The same operator says that if we assumed a true virtual network, the goal would be to avoid dispatching a tech in favor of some kind of testing and monitoring from the network operations center (NOC). The RMON specification from the IETF can be implemented in most real or virtual devices, and there are still a few companies that use hardware or software probes of another kind. This raises the question of whether you could do T&M in a virtual world using virtual monitoring and test injection, which would eliminate the need to dispatch someone to hook up an analyzer. A “real” dispatch would be needed only if there were a hardware failure of some sort on site, or a situation where a manual rewiring of the network connections of a device or server was needed.
One advantage of the virtual world is that you could instantiate a monitoring point as software somewhere convenient, and either connect it to a “T” you kept in place at specific locations, or cross-connect by rerouting. The only issue with this approach is the same issue you can run into with remote monitoring today—the time delay that’s introduced from the point of “tapping” the flow to the point of viewing the monitoring could be an issue. However, if you aren’t doing test injection at the monitoring point the issues should be minimal, and if you are then you’d need a more sophisticated remote probe to install so you could enter responses to triggers that are executed locally.
Another aspect of “virtual T&M” is applying T&M to the control APIs and exchanges associated with SDN or NFV. This has been a topic of interest for many of the T&M vendors, and certainly the failure of a control or management path in SDN or NFV could present a major problem.

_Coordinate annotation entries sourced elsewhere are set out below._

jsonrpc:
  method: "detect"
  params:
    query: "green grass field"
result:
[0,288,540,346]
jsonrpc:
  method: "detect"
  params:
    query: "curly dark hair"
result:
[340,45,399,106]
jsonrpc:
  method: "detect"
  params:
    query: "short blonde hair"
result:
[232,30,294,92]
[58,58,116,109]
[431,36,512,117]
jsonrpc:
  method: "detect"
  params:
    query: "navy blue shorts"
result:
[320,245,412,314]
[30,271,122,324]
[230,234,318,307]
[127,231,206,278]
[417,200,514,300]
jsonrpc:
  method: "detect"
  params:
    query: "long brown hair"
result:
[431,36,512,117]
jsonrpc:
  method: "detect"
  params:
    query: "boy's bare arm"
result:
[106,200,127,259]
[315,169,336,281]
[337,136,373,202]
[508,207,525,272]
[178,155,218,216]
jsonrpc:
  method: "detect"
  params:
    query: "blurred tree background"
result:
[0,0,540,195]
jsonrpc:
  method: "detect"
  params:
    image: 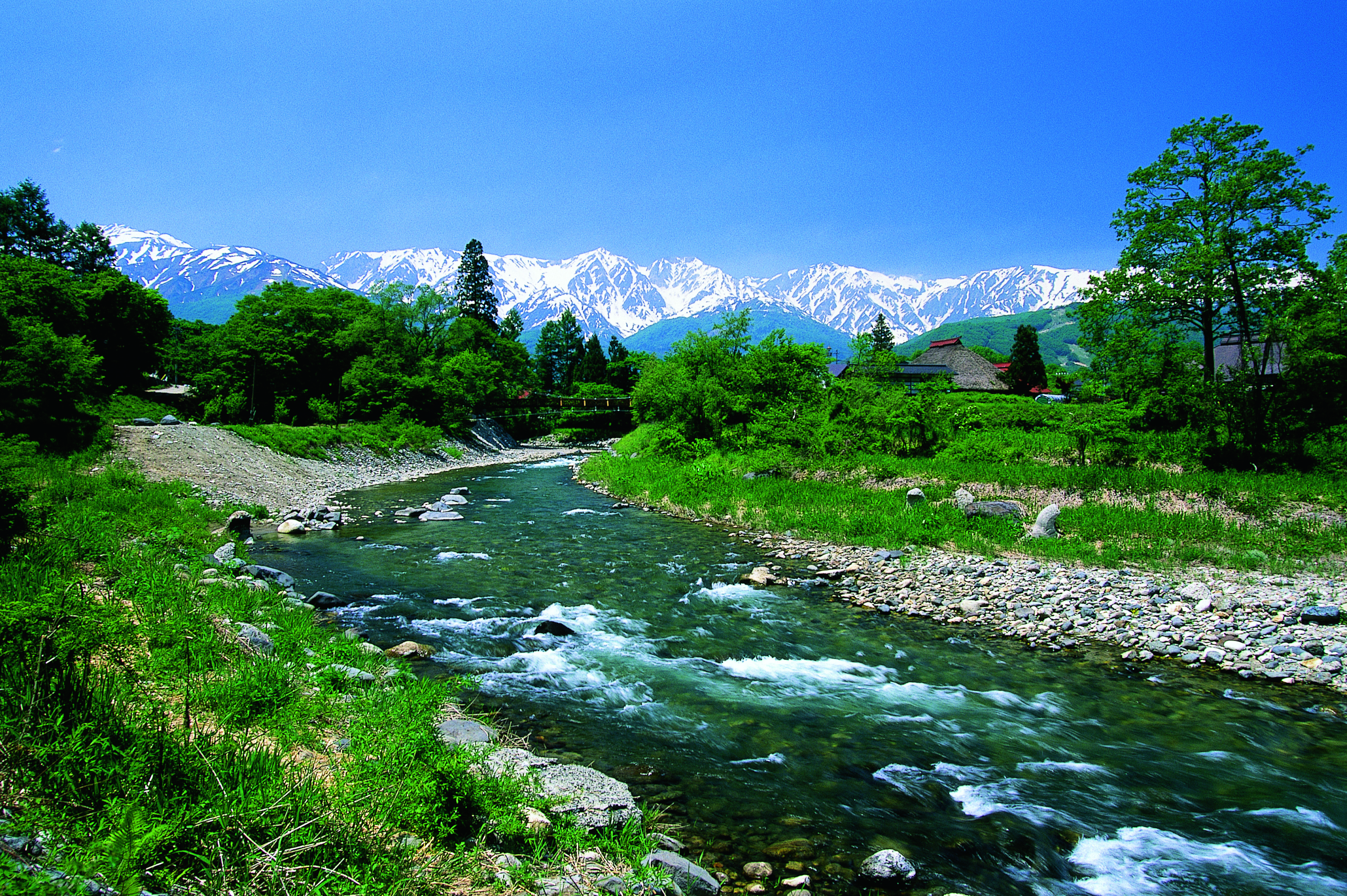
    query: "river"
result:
[253,458,1347,895]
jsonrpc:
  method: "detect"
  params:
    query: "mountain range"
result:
[104,225,1094,350]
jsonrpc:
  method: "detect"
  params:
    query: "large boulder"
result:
[1179,582,1211,603]
[384,641,435,660]
[483,748,641,827]
[435,718,496,746]
[308,592,350,610]
[225,511,252,541]
[244,563,295,587]
[238,622,276,656]
[739,566,776,585]
[1300,606,1342,625]
[963,501,1024,519]
[1029,504,1061,538]
[861,849,917,880]
[641,849,721,896]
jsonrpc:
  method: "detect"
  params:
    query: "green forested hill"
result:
[894,304,1090,368]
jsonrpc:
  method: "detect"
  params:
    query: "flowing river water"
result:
[253,459,1347,895]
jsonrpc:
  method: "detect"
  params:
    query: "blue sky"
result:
[0,0,1347,277]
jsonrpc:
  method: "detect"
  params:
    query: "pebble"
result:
[583,482,1347,693]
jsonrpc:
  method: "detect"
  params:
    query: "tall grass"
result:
[582,435,1347,568]
[0,458,663,893]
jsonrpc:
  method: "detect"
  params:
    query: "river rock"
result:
[225,511,252,541]
[1179,582,1211,602]
[739,566,776,585]
[238,622,276,656]
[861,849,917,880]
[744,862,772,880]
[763,837,813,858]
[1300,606,1342,625]
[641,849,721,896]
[384,641,435,660]
[963,501,1024,519]
[327,663,374,684]
[435,718,496,745]
[308,592,350,610]
[244,563,295,587]
[539,765,641,827]
[1028,504,1061,538]
[959,597,987,616]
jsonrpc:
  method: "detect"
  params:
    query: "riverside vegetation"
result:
[0,119,1347,892]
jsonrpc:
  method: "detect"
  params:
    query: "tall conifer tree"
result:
[454,240,500,330]
[870,314,893,352]
[1006,323,1048,395]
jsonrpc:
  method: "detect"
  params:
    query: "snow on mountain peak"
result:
[103,224,1093,342]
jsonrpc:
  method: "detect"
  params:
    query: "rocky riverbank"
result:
[576,463,1347,693]
[113,420,578,512]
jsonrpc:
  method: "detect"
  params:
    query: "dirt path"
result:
[113,424,579,513]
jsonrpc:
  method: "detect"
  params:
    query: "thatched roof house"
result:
[919,337,1009,392]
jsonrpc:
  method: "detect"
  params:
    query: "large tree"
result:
[1005,323,1048,395]
[454,240,500,330]
[870,314,893,352]
[575,333,608,383]
[0,180,116,274]
[534,309,584,392]
[1079,116,1334,383]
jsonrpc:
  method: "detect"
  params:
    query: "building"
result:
[1211,336,1285,381]
[920,337,1009,392]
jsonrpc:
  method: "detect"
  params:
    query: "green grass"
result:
[0,458,663,893]
[582,426,1347,568]
[222,422,463,461]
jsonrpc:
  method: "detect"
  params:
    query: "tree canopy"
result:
[454,240,500,330]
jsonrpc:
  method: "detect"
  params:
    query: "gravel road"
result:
[114,424,578,513]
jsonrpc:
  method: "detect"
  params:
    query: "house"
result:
[920,336,1009,392]
[828,361,954,392]
[1211,336,1286,380]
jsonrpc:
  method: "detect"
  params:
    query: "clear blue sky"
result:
[0,0,1347,276]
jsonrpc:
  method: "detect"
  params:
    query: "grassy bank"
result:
[0,458,649,893]
[582,427,1347,570]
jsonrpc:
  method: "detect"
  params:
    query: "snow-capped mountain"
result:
[323,249,1093,341]
[104,225,1093,342]
[103,224,346,317]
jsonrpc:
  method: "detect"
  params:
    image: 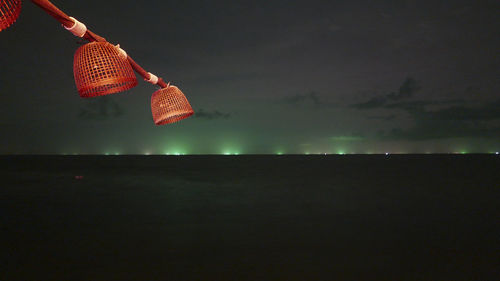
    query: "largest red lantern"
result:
[0,0,21,31]
[73,42,137,98]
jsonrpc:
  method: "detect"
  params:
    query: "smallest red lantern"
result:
[151,86,194,125]
[0,0,21,31]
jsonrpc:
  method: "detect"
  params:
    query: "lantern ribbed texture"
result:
[0,0,21,31]
[151,86,194,125]
[73,42,137,98]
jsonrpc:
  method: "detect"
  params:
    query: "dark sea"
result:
[0,155,500,281]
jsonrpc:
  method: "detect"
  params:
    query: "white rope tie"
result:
[144,72,158,85]
[115,44,127,59]
[63,17,87,37]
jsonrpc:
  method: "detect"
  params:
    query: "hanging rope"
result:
[31,0,170,88]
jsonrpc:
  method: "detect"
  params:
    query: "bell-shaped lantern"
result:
[73,42,137,98]
[0,0,21,31]
[151,86,194,125]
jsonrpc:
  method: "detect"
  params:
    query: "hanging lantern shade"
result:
[73,42,137,98]
[0,0,21,31]
[151,86,194,125]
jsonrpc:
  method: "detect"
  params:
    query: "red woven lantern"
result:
[73,42,137,98]
[151,86,194,125]
[0,0,21,31]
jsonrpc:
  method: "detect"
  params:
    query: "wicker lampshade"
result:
[73,42,137,98]
[0,0,21,31]
[151,86,194,125]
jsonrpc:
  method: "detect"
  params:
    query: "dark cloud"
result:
[280,91,327,107]
[78,96,124,120]
[381,100,500,140]
[351,77,420,109]
[194,109,232,120]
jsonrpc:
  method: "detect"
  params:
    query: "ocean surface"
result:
[0,155,500,281]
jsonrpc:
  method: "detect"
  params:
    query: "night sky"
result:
[0,0,500,154]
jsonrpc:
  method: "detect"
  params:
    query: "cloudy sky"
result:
[0,0,500,154]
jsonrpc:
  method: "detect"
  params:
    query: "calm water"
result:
[0,155,500,280]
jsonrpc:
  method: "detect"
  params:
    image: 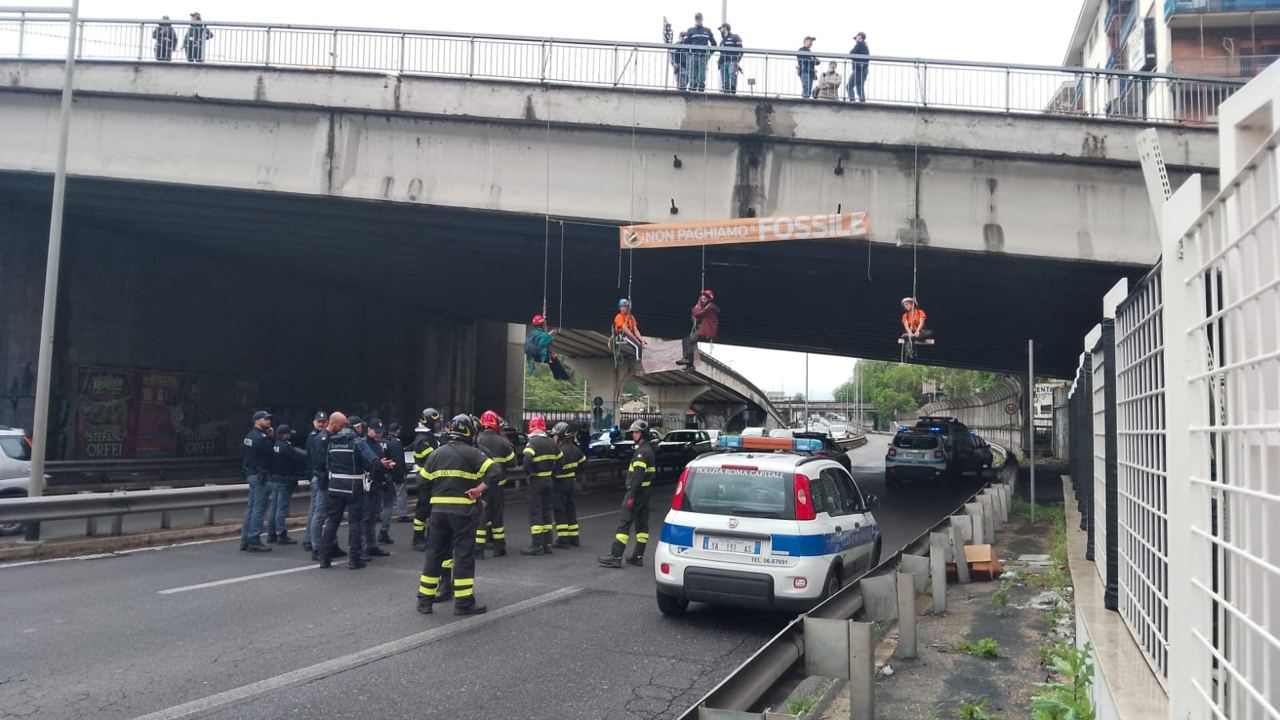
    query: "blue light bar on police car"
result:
[718,436,822,452]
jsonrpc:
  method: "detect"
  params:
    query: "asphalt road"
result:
[0,436,977,720]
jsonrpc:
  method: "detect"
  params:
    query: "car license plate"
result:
[703,536,760,555]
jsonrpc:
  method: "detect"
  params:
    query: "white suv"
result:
[654,436,881,615]
[0,425,31,536]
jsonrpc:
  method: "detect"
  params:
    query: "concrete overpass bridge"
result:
[0,20,1234,450]
[554,329,788,429]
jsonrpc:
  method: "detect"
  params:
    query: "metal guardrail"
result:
[680,446,1016,720]
[0,15,1243,124]
[0,460,626,536]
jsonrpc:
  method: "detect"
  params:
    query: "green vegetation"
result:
[1032,643,1094,720]
[525,365,591,411]
[951,698,1000,720]
[787,696,818,717]
[951,638,1000,660]
[835,360,1000,421]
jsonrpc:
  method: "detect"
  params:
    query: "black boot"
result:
[453,600,489,615]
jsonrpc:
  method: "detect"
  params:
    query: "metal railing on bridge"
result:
[0,15,1243,124]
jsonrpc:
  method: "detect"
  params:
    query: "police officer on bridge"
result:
[417,415,502,615]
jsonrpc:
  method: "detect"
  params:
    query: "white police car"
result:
[654,436,881,615]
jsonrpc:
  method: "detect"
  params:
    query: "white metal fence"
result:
[1073,68,1280,720]
[0,15,1243,124]
[1166,126,1280,719]
[1116,269,1169,684]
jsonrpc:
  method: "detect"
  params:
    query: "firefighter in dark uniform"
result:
[408,407,450,552]
[599,420,658,568]
[360,418,396,562]
[266,423,307,544]
[378,423,404,544]
[417,415,502,615]
[476,410,517,560]
[552,423,586,548]
[520,416,563,555]
[320,413,390,570]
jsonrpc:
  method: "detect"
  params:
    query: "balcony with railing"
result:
[1166,55,1280,78]
[1165,0,1280,22]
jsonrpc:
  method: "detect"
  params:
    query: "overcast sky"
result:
[81,0,1082,400]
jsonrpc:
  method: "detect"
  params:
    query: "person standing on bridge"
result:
[320,413,390,570]
[685,13,716,92]
[417,415,502,615]
[520,416,563,555]
[182,13,214,63]
[360,418,396,562]
[302,410,337,562]
[241,410,275,552]
[796,35,818,97]
[408,407,442,552]
[716,23,742,95]
[847,32,872,102]
[378,423,407,544]
[151,15,178,63]
[476,410,517,560]
[553,423,586,548]
[596,420,658,568]
[676,290,719,368]
[266,423,307,544]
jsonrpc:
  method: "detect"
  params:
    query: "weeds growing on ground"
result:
[951,698,1000,720]
[951,638,1000,660]
[787,696,818,715]
[1032,643,1094,720]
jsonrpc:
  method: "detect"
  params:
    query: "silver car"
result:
[0,425,31,536]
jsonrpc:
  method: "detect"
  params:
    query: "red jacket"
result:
[692,302,719,340]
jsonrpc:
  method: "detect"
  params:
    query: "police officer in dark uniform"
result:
[476,410,516,560]
[360,418,396,562]
[320,413,390,570]
[241,410,275,552]
[598,420,658,568]
[552,423,586,548]
[408,407,442,552]
[378,423,404,544]
[417,415,500,615]
[302,410,329,562]
[266,423,307,544]
[520,416,563,555]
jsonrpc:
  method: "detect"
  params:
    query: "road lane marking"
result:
[127,585,584,720]
[156,565,319,594]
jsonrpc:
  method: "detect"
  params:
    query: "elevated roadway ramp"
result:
[553,329,787,429]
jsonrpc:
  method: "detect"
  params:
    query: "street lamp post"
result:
[8,0,79,541]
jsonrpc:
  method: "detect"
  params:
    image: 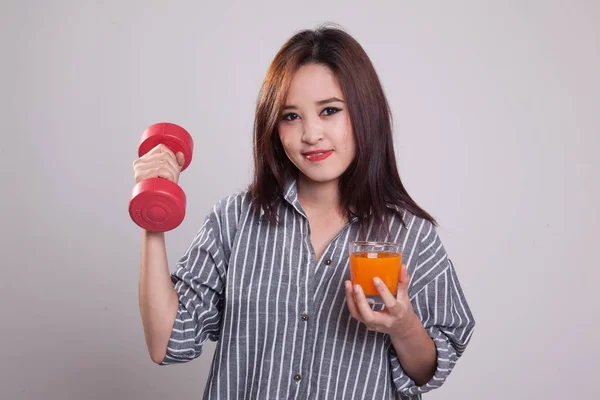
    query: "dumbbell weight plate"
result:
[129,178,186,232]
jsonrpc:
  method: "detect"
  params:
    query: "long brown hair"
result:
[249,26,436,237]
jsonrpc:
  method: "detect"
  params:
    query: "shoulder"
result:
[211,189,252,218]
[390,210,449,293]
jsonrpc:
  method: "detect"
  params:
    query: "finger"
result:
[139,147,181,171]
[354,285,375,324]
[176,151,185,167]
[136,166,176,182]
[345,281,363,322]
[373,277,398,311]
[396,264,410,298]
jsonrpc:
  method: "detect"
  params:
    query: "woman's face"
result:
[278,64,356,183]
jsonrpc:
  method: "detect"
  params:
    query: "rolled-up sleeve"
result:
[389,223,475,399]
[160,208,227,365]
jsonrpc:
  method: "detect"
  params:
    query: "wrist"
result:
[390,309,425,341]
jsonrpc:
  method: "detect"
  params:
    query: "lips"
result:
[302,150,333,161]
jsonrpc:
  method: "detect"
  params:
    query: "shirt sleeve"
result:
[389,222,475,398]
[159,206,227,365]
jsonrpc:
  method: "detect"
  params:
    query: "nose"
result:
[302,120,323,145]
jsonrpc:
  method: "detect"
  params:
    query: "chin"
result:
[300,171,341,183]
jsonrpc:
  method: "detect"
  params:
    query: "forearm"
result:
[139,230,179,363]
[390,312,437,386]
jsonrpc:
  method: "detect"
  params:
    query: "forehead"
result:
[287,64,343,104]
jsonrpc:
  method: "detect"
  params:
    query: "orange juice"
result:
[350,251,402,297]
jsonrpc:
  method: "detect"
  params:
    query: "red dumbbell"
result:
[129,122,194,232]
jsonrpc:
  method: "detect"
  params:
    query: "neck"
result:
[298,174,341,214]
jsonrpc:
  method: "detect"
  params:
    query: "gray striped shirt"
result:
[161,180,474,400]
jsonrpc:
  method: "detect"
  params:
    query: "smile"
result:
[302,150,333,161]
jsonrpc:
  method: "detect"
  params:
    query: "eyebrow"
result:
[283,97,344,111]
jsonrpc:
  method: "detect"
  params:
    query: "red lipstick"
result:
[302,150,333,161]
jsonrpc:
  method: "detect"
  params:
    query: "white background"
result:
[0,0,600,400]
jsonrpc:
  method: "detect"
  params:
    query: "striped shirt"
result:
[161,180,474,400]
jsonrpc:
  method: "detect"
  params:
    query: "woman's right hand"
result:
[133,143,185,184]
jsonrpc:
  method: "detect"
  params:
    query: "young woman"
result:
[134,28,474,399]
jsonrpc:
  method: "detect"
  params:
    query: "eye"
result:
[281,113,299,121]
[322,107,342,116]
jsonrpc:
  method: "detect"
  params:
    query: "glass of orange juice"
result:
[349,241,402,300]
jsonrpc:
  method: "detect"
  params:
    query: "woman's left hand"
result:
[345,265,420,335]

Operators, in fact, are somewhat more likely to think they need specialized T&M support for control/management exchanges in SDN and NFV than in the service data path. That’s because of expected issues with integration among the elements at the control/management protocol level.
Most of the technology and strategy behind virtual T&M is the same whether we’re talking about the data path or the control/management plane. However, there are profound issues of security and stability associated with any monitoring or (in particular) active intervention in control/management activity. We would assume that T&M would have to live inside the same security sandbox as things like an SDN controller or NFV MANO would live, to insure nothing was done to compromise the mass of users and services that could be represented.
Overall, the biggest impact of virtualization trends on T&M is the fact that a big goal for virtualization is service lifecycle automation. If that’s taken seriously, then more of what T&M does today would migrate into a management function that generated events to drive software processes, not technicians. In addition, the T&M processes related to device testing are probably far less relevant in an age where the device is virtual and can be reinstantiated on demand. But virtualization also lets T&M create what is in effect a virtual technician because it lets you push a probe and test generator anywhere it’s needed. Will the net be positive or negative? I think that will depend on how vendors respond to the challenge.